Increase in total HIV DNA and integrated HIV DNA over six years of untreated infection. (a) Mixed-effect linear models (MELMs) describing the evolution of total HIV DNA over six years for rapid progressors (n = 34, 111 samples) and slower progressors (n = 63, 229 samples). (b) MELMs describing the evolution of integrated HIV DNA over six years for rapid progressors (107 samples) and slower progressors (207 samples). Samples obtained after six years of follow-up were not considered for inclusion in the MELMs to have enough results at each time point.

Fig. 4

Proposed models for the dynamics of the different HIV DNA forms in blood reservoirs. HIV DNA loads are represented in log₁₀ copies/10⁶ PBMC. Note the breaks in the time axes. (a) Model for HIV DNA dynamics during the natural history of infection. During early PHI, total HIV DNA levels rise rapidly to reach a peak.
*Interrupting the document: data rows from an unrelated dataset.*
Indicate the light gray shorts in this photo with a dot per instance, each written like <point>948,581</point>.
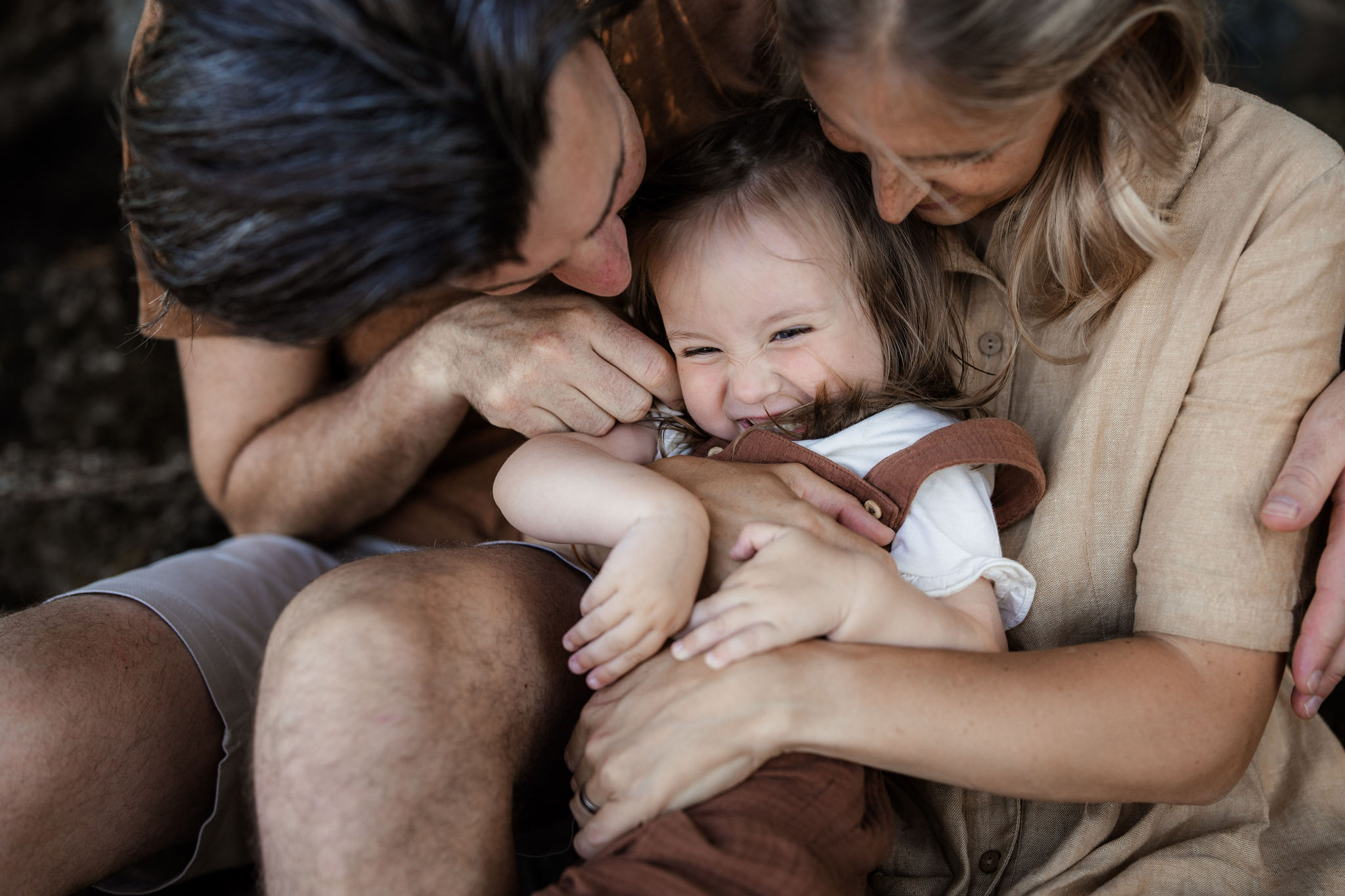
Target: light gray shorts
<point>222,602</point>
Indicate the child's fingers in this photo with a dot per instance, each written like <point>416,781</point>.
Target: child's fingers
<point>758,639</point>
<point>609,645</point>
<point>596,594</point>
<point>613,670</point>
<point>757,536</point>
<point>594,625</point>
<point>712,631</point>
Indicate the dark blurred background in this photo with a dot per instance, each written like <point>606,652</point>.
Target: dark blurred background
<point>95,472</point>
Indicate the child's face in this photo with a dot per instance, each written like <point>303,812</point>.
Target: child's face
<point>759,322</point>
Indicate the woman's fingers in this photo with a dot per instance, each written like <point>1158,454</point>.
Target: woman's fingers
<point>1313,468</point>
<point>1319,662</point>
<point>715,629</point>
<point>753,640</point>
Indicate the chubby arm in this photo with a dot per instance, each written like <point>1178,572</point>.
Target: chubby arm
<point>1143,719</point>
<point>794,587</point>
<point>575,488</point>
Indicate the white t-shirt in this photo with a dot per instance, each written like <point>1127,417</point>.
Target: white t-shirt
<point>950,538</point>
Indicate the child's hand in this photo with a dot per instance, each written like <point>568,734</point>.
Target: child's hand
<point>794,587</point>
<point>642,597</point>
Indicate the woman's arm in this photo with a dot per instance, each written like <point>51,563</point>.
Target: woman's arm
<point>1143,719</point>
<point>1313,473</point>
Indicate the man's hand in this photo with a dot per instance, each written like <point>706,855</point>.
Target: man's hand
<point>546,363</point>
<point>736,495</point>
<point>1315,471</point>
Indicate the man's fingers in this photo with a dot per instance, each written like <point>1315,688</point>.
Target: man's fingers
<point>834,501</point>
<point>1314,465</point>
<point>639,358</point>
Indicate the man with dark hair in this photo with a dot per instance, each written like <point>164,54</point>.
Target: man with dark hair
<point>395,196</point>
<point>363,215</point>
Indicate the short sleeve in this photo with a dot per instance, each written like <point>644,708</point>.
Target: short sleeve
<point>950,539</point>
<point>1206,567</point>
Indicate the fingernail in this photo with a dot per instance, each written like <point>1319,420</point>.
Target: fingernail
<point>1282,507</point>
<point>1313,680</point>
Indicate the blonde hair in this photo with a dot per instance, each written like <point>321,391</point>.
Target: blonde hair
<point>776,161</point>
<point>1078,234</point>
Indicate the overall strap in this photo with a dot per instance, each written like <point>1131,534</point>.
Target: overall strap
<point>1020,481</point>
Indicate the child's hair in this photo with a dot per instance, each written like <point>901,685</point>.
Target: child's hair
<point>775,160</point>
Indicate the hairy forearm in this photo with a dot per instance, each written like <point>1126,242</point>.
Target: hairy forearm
<point>1145,719</point>
<point>568,489</point>
<point>341,459</point>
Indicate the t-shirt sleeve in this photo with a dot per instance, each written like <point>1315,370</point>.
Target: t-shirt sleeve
<point>1206,567</point>
<point>950,539</point>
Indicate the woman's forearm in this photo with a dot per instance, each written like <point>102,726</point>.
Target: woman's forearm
<point>1143,719</point>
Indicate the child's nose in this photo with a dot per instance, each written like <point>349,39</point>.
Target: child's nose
<point>753,383</point>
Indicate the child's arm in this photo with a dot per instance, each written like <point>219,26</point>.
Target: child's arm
<point>795,587</point>
<point>573,488</point>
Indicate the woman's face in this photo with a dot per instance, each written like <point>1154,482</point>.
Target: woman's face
<point>957,164</point>
<point>759,322</point>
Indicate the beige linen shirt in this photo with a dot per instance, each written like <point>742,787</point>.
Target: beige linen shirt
<point>1158,450</point>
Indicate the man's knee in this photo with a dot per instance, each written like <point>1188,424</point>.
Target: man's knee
<point>475,624</point>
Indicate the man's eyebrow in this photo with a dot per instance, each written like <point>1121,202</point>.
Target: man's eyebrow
<point>611,195</point>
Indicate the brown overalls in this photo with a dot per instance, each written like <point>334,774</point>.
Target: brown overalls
<point>802,824</point>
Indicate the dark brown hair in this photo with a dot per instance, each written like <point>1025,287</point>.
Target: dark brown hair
<point>776,161</point>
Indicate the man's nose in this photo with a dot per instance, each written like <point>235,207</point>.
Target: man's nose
<point>894,194</point>
<point>602,264</point>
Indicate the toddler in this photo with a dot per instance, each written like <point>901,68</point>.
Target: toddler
<point>805,330</point>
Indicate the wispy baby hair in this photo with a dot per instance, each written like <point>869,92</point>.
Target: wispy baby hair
<point>776,161</point>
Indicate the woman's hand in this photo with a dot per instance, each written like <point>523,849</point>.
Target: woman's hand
<point>1315,471</point>
<point>671,735</point>
<point>736,495</point>
<point>793,587</point>
<point>545,363</point>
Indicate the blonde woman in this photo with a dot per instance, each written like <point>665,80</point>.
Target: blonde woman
<point>1153,272</point>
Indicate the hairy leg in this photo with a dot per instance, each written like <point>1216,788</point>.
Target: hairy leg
<point>403,698</point>
<point>108,742</point>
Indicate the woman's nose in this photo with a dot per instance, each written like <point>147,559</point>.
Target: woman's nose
<point>894,194</point>
<point>602,264</point>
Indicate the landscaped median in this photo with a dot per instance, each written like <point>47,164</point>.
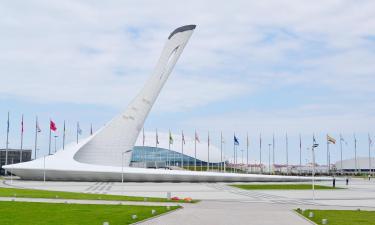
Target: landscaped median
<point>26,213</point>
<point>281,187</point>
<point>32,193</point>
<point>339,217</point>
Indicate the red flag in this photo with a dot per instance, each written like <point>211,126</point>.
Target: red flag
<point>52,126</point>
<point>22,124</point>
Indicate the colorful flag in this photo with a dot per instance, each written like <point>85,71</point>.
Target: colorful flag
<point>197,138</point>
<point>343,140</point>
<point>157,137</point>
<point>331,139</point>
<point>79,130</point>
<point>235,139</point>
<point>143,136</point>
<point>8,124</point>
<point>22,124</point>
<point>37,127</point>
<point>369,140</point>
<point>52,126</point>
<point>170,138</point>
<point>208,138</point>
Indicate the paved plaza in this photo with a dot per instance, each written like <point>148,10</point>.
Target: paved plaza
<point>222,204</point>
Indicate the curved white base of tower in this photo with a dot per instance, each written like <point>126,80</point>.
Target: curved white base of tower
<point>62,166</point>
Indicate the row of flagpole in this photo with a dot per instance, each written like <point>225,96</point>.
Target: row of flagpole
<point>52,128</point>
<point>330,140</point>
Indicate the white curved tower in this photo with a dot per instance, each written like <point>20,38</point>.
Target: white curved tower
<point>105,156</point>
<point>118,136</point>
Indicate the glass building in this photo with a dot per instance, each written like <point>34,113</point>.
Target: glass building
<point>151,157</point>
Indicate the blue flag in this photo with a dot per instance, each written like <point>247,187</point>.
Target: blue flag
<point>235,139</point>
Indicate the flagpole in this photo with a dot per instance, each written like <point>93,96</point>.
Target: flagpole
<point>208,150</point>
<point>273,153</point>
<point>7,145</point>
<point>221,151</point>
<point>156,146</point>
<point>328,169</point>
<point>21,139</point>
<point>341,153</point>
<point>36,136</point>
<point>182,149</point>
<point>49,143</point>
<point>287,156</point>
<point>300,153</point>
<point>247,151</point>
<point>143,144</point>
<point>369,154</point>
<point>169,147</point>
<point>260,152</point>
<point>355,153</point>
<point>234,153</point>
<point>195,150</point>
<point>64,136</point>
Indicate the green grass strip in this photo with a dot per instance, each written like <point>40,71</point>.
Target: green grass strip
<point>26,213</point>
<point>31,193</point>
<point>341,217</point>
<point>281,187</point>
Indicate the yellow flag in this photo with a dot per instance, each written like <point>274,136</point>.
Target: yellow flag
<point>331,139</point>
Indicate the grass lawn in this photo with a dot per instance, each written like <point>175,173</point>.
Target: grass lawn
<point>341,217</point>
<point>27,213</point>
<point>31,193</point>
<point>281,187</point>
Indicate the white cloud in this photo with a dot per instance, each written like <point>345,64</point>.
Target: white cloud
<point>101,52</point>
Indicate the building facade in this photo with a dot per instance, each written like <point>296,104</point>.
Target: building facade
<point>14,156</point>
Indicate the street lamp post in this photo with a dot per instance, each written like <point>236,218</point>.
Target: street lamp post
<point>315,145</point>
<point>122,165</point>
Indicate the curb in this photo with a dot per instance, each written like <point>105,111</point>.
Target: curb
<point>305,218</point>
<point>160,215</point>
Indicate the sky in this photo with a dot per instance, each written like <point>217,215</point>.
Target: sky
<point>257,67</point>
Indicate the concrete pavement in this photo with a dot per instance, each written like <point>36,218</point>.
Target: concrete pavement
<point>222,204</point>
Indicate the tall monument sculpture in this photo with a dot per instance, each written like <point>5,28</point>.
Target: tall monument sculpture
<point>106,154</point>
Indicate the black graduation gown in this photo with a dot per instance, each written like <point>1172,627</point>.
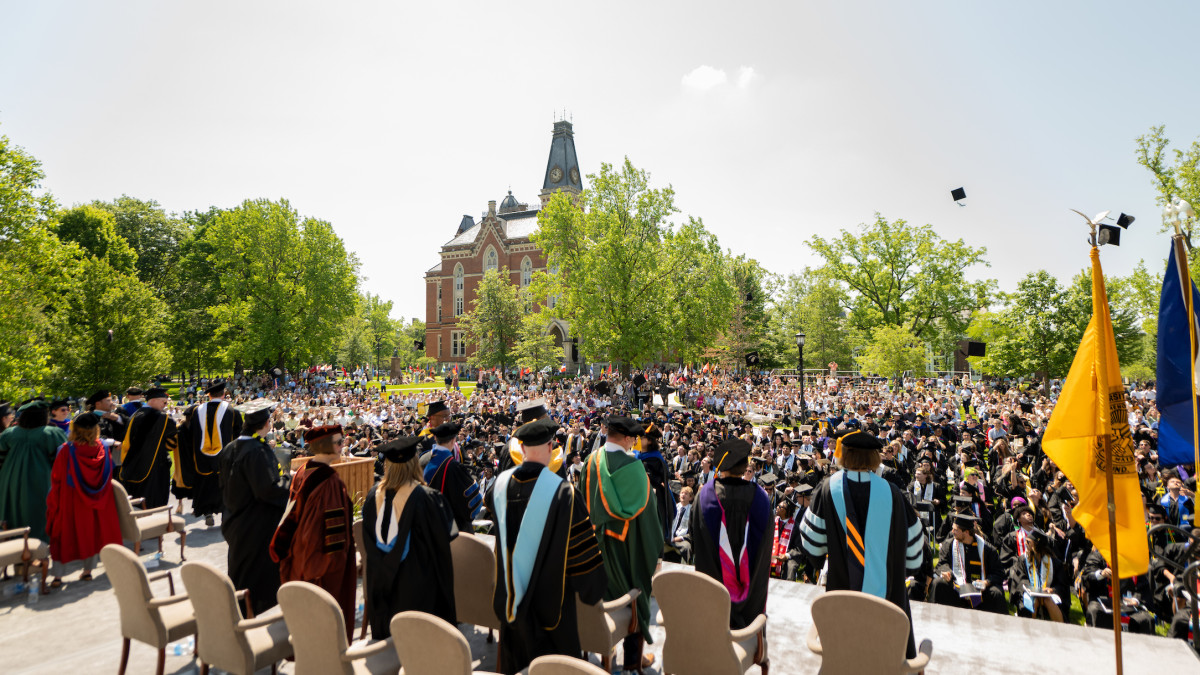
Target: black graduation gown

Integrated HIV DNA shows a concomitant but much lower peak; the majority of HIV DNA is composed of unintegrated forms at that time [18]. Both total HIV DNA and integrated HIV DNA display a slight decrease thereafter, before reaching a more stable state. During chronic infection, both HIV blood biomarkers progressively increase, and the proportion of integrated forms increases. (b, c) Models of HIV DNA dynamics under treatment, depending on the timing of cART initiation. Efficient treatment initiation stops or significantly decreases viral replication and the infection of new cells [43]. Unintegrated HIV DNA forms, resulting from viral replication, are eliminated because of their lability or cell death, or they are diluted during cell division, without new production as a result of cART. In contrast, stable integrated HIV DNA can persist for a longer time. Thus, cART initiation at PHI (b), when the integrated HIV DNA level is low, induces a more pronounced and extended decrease of total HIV DNA than cART initiation during the chronic stage, when the predominance of stable integrated forms is already higher (c) [11,12]. Efficient treatment initiation stops the evolution of CD4+ T-cell subsets contributions to HIV reservoirs; they remain mainly composed of short-lived cells when cART is initiated during PHI [38,40], while long-lived cells are the major contributor to HIV DNA when cART is initiated during chronic infection [35,40]. This difference might explain the continued decrease in total HIV DNA after several years of treatment when cART is initiated early.